Israel's Foreign Minister Tzipi Livni and right wing rival Benjamin Netanyahu both claimed victory early Wednesday in the parliamentary election, but official results showed a close race. Right-wing parties, including Netanyahu's Likud Party, have won a clear majority of 65 seats in the 120-seat house, which would give Netanyahu the upper hand in forming the next government.
However, with 99.7 percent of the votes counted, Livni's centrist Kadima Party had 28 seats, while Likud had 27. Those results could change by a seat or two when soldiers' votes are tallied Thursday evening.
It appeared ultranationalist Avigdor Lieberman, who based his campaign on denying citizenship to Israeli Arabs he considers disloyal, could determine the country's next leader with his decision of whom to join.
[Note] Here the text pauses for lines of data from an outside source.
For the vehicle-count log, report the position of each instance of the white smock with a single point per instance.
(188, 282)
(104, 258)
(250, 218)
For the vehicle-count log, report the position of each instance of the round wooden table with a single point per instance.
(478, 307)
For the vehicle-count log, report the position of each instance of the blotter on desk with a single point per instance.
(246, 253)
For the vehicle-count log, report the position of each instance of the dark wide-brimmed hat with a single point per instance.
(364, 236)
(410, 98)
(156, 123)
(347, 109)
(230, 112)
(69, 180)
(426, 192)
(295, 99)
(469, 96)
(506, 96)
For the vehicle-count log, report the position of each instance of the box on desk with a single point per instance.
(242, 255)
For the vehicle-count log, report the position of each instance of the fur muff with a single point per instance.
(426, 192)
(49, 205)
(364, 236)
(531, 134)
According to the AP, he declared after the vote that he spoken to both Livni and Netanyahu and told them he could be persuaded to join either one, but he added that he wanted a "nationalist right-wing government."
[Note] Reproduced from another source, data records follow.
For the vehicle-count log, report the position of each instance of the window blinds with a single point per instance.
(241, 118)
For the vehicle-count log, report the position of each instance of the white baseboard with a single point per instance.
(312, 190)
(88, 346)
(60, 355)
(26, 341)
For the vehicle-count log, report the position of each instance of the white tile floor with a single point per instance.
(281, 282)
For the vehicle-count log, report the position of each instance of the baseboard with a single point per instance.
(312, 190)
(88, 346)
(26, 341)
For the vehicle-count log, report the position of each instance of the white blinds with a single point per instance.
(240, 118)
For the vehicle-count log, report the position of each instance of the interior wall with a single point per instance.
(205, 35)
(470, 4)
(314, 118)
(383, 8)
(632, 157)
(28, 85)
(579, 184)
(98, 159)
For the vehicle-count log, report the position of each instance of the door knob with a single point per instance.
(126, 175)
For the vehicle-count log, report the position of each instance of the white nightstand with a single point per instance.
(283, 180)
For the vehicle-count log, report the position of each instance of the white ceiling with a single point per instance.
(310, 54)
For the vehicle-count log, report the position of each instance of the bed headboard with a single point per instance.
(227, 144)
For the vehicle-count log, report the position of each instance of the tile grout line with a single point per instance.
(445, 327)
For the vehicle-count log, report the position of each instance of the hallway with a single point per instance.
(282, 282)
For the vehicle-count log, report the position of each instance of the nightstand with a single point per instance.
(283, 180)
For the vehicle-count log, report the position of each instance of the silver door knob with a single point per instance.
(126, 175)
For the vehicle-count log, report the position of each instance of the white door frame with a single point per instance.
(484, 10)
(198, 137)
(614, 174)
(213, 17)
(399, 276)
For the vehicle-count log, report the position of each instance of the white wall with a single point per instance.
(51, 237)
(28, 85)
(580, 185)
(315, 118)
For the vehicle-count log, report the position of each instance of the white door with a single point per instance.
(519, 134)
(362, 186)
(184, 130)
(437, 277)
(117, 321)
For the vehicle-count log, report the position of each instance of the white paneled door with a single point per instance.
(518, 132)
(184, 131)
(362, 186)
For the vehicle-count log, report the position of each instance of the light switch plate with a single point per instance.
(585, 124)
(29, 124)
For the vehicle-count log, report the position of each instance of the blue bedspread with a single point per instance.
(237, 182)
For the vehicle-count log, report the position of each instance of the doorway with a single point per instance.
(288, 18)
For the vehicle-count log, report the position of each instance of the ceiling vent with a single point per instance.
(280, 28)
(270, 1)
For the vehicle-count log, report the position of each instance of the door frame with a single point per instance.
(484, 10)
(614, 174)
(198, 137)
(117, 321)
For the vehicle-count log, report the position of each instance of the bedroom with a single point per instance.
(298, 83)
"With God's help, I will lead the next government," Netanyahu told his cheering crowd in Tel Aviv. "The national camp, led by the Likud, has won a clear advantage."
Soon after, Livni took the stage before her supporters and flashed a V for victory sign. "Today the people chose Kadima. ... We will form the next government led by Kadima."
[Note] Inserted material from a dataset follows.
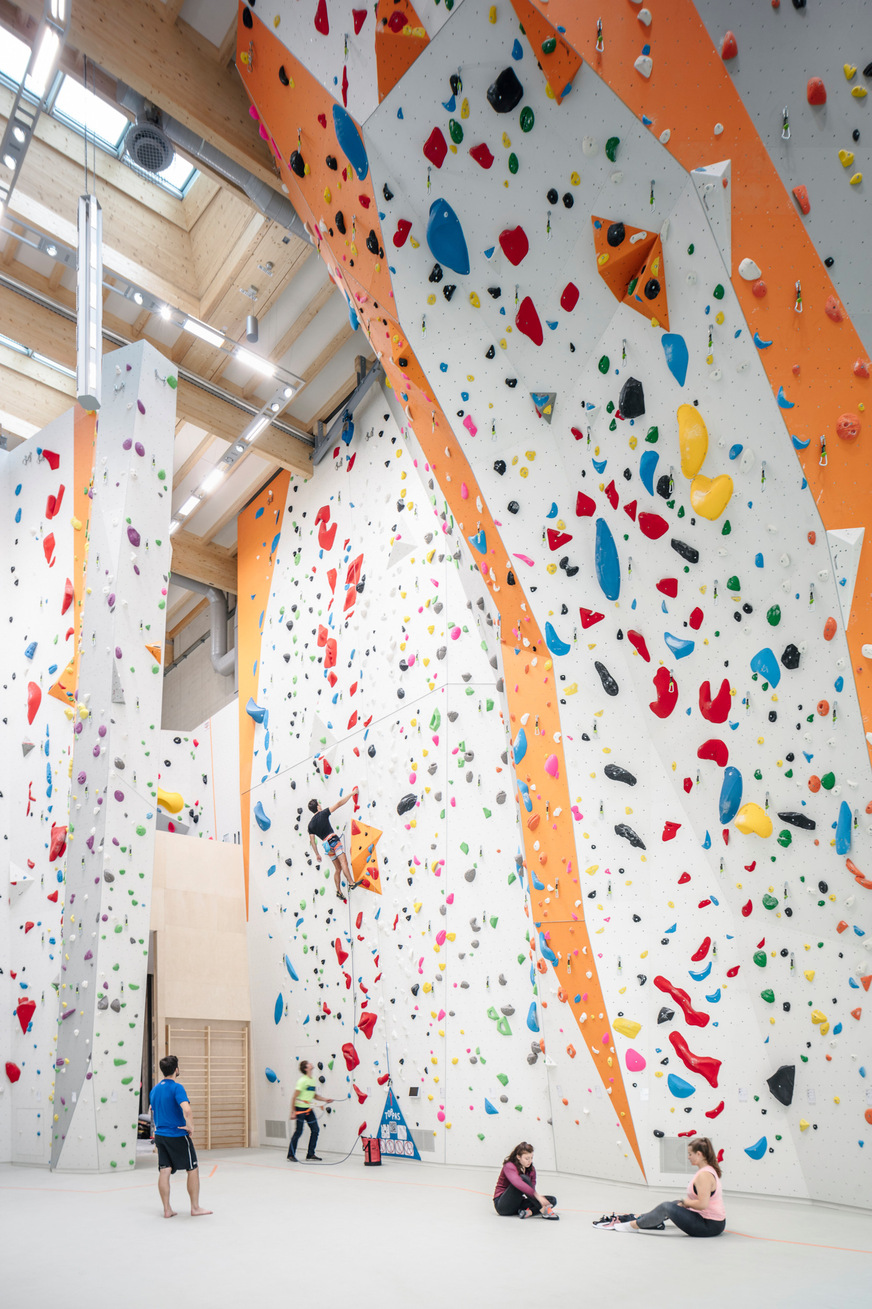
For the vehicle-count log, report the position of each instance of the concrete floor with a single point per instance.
(411, 1235)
In his speech, Netanyahu told his supporters that he was proud of the gains by his party. He called for a broad-based coalition, but said he would first turn to his "natural partners in the national camp."
The partial results marked a dramatic slide for Netanyahu, who had held a solid lead in opinion polls heading into the election.
The partial results gave Lieberman's Yisrael Beitenu Party 16 seats, placing it in third place behind Kadima and Likud and ahead of Labor.